= Hickman Creek =

River in the United States of America

Hickman Creek is approximately 22 square mile tributary of the Kentucky River. Before flowing into the Kentucky River, Hickman Creek is formed from two separate creeks, East Hickman and West Hickman. West Hickman Creek flows through Fayette County, Kentucky and Jessamine County, Kentucky. Via the Kentucky and Ohio rivers, it is part of the Mississippi River watershed. Hickman Creek flows through 3 parks in Kentucky, Jacobson Park, Veterans Park and Belleau Woods Park.

Hickman Creek Conservancy was incorporated on January 1 of 2019 as a 501C3 non-profit organization in response to the community's concern with clean water. The Conservancy works with the city of Lexington's Stormwater Quality Projects Incentive Grant Program to improve water quality and educate citizens in the community. Continuing education about water quality in the Lexington area, the Geocaching Challenge was created as a fun outdoor treasure hunt which visits 12 water-related points of interest.

At Highway 1268 near Camp Nelson, the creek has a mean annual discharge of 192 cubic feet per second, from data collected in the years 2008–2015.

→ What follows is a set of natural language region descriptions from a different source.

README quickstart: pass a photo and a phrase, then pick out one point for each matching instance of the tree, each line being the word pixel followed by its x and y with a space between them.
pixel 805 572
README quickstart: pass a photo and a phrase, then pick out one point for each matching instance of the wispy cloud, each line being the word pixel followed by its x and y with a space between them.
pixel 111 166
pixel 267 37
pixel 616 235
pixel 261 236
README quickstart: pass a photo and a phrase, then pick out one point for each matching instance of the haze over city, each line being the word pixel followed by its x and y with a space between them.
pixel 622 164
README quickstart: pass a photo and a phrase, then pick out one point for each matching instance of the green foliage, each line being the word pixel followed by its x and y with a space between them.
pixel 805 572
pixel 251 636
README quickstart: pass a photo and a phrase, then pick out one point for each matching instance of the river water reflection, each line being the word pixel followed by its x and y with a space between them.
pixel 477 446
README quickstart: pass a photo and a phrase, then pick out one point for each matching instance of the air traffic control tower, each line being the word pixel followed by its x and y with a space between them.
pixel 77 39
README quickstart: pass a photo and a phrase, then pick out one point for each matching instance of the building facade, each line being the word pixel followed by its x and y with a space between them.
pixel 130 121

Hickman Creek is currently ranked #11 of the top 20 best smallmouth bass streams in the state by the Kentucky Department of Fish and Wildlife Resources. Some of the species of fish in Hickman Creek are smallmouth bass, largemouth bass, rock bass, bluegill, channel catfish, common carp, and spotted gar. The occasional muskellunge can be seen in the Spring months as well.